For women without husbands or family support, the challenges were even greater. As a single mother or widow, how do you work, go to school and take care of your children? In recommending Laurie for a success stories award, her sponsor noted: “She attended morning classes, five days a week, worked odd jobs at night and cared for her daughter and her brother, yet never missed a class."

Rita was 57 and raising three of her granddaughters when she enrolled in a basic literacy class. Six years later, she got her GED. But in the intervening years, she remembers the difficulties of making ends meet.

During the time when I started going back to school, I had my three granddaughters. They were very young. Their mother wasn’t like a mother should have been. A couple of my daughters brought them to me to keep them until she thought that she could be a mother for them... I got myself a little part-time job. They weren’t getting enough welfare money. They gave me a few food stamps for them. But, gosh, three girls, and they were going to be taken care of. I got a part-time job. It would help.

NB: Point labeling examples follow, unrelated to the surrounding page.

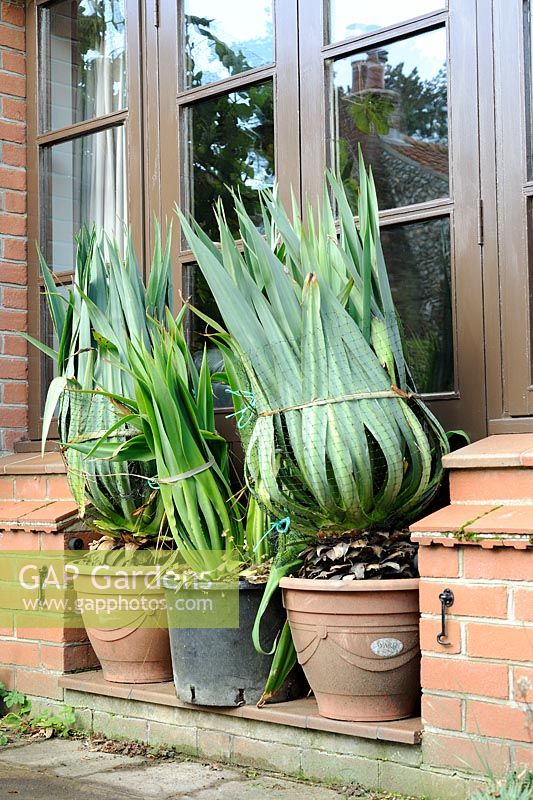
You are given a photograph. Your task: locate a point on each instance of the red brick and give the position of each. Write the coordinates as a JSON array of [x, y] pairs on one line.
[[40, 684], [442, 712], [14, 346], [523, 684], [9, 37], [14, 14], [14, 369], [30, 488], [69, 658], [19, 540], [6, 488], [12, 225], [523, 757], [429, 628], [12, 321], [435, 561], [14, 155], [13, 273], [16, 393], [14, 62], [13, 417], [465, 753], [523, 604], [58, 488], [12, 179], [513, 643], [469, 599], [15, 249], [14, 297], [22, 654], [465, 677], [500, 563], [493, 719], [14, 109], [11, 436], [12, 132], [15, 202], [7, 677], [12, 84]]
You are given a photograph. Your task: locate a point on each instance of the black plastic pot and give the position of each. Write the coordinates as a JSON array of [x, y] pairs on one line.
[[220, 666]]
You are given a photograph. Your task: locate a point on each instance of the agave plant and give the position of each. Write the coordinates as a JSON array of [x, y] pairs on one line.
[[337, 442], [106, 305]]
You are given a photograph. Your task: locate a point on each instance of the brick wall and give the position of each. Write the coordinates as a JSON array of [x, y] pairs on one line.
[[477, 708], [13, 271]]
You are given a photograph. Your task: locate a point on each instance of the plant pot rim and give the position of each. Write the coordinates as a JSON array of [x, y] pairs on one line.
[[112, 569], [318, 585]]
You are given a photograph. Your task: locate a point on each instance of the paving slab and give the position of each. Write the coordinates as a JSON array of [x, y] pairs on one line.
[[265, 789], [164, 780], [24, 783], [65, 757]]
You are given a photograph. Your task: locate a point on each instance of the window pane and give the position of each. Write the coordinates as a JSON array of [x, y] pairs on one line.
[[199, 293], [394, 103], [528, 41], [85, 182], [86, 66], [230, 144], [351, 18], [223, 39], [418, 262]]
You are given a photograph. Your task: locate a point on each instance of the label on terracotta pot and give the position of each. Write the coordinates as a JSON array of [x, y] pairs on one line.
[[386, 648]]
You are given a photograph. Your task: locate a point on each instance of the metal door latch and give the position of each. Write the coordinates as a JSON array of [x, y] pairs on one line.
[[446, 600]]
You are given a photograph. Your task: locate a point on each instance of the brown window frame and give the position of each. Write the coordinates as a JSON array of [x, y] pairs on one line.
[[130, 118]]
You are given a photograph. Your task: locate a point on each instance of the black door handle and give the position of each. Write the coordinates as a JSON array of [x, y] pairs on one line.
[[446, 600]]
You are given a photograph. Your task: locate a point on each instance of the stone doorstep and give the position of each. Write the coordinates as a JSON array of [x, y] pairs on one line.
[[36, 515], [295, 713], [480, 519]]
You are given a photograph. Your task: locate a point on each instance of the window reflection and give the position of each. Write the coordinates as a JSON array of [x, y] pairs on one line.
[[393, 103], [351, 18], [231, 145], [418, 262], [224, 39], [86, 66], [87, 184]]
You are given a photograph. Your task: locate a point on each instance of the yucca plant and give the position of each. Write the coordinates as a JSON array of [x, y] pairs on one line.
[[107, 305], [337, 440]]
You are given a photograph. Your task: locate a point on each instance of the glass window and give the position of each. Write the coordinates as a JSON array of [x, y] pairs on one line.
[[85, 63], [393, 102], [351, 18], [418, 262], [230, 144], [224, 39], [198, 292], [86, 183]]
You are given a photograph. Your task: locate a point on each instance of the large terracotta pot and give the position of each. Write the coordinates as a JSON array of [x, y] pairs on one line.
[[358, 643], [131, 642]]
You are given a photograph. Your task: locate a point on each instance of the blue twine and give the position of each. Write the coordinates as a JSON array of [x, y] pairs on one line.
[[281, 527], [245, 414]]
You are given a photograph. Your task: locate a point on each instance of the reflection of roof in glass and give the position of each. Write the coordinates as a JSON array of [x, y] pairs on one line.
[[431, 155]]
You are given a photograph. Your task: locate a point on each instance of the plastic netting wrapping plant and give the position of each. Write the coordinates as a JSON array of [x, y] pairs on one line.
[[337, 440]]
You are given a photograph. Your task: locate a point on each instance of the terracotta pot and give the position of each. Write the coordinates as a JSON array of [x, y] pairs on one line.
[[358, 643], [132, 644]]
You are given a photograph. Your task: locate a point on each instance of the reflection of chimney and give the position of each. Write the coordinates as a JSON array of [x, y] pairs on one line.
[[369, 72]]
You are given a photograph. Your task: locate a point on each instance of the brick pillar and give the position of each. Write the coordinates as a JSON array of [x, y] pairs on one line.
[[13, 231], [477, 703]]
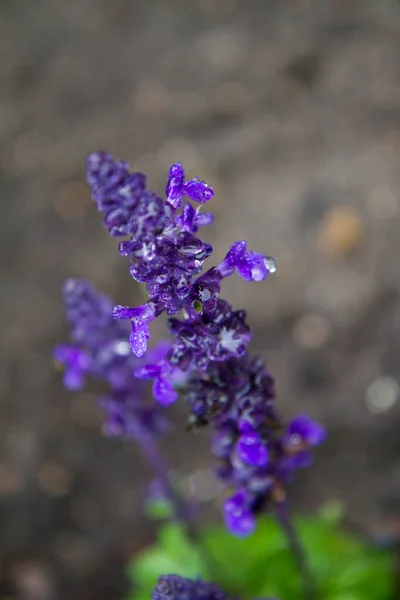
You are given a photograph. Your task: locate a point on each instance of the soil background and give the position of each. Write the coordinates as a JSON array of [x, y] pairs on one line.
[[291, 110]]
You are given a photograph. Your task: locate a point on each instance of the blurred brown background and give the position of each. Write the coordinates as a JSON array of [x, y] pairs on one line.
[[291, 109]]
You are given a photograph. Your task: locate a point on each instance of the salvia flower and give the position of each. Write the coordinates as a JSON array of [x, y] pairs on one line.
[[168, 257], [257, 453], [99, 348], [207, 360], [174, 587]]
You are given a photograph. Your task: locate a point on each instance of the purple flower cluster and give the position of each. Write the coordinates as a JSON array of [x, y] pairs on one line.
[[257, 453], [207, 360], [99, 348], [173, 587], [167, 256]]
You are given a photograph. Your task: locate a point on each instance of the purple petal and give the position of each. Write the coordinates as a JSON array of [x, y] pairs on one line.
[[139, 336], [239, 519], [163, 392], [235, 253], [173, 190], [123, 312], [148, 371], [307, 430], [198, 190], [203, 219]]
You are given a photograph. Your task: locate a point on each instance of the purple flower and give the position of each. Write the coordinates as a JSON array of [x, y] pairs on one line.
[[207, 359], [239, 518], [174, 587], [252, 450], [302, 430], [99, 348]]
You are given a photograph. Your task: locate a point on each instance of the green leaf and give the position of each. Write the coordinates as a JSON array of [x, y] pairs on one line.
[[159, 509], [343, 567]]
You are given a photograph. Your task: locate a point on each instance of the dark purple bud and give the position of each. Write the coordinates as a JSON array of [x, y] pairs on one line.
[[252, 450], [239, 518]]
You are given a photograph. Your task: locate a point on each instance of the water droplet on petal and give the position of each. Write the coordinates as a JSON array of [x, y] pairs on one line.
[[270, 264]]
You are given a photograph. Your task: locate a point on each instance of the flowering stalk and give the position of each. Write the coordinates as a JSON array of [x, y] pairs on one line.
[[207, 360]]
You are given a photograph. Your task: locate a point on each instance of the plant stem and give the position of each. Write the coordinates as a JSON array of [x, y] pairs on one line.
[[297, 550]]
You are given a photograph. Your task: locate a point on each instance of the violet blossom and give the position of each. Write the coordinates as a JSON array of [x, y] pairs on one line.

Vu-Lin, who is now remarried, is still working during the day and attending GED classes at night. Shortly after she started ESL classes 11 years ago, she left her abusive husband, taking her three children with her. Her words express the hopes and frustrations of so many single mothers:

My daughter, when I first started school, she was only 18 months old. It was hard. Hard on her, hard on me. At the time, I was a single mother. I worked so many hours trying to keep a roof over her head, trying to put food on the table, trying to get my education. Sometimes I felt like I wish I could have it all, but I can’t because I knew I had to leave her at the baby-sitter lots of times. I couldn’t take her to the class with me. I tried it one time, but it didn’t work.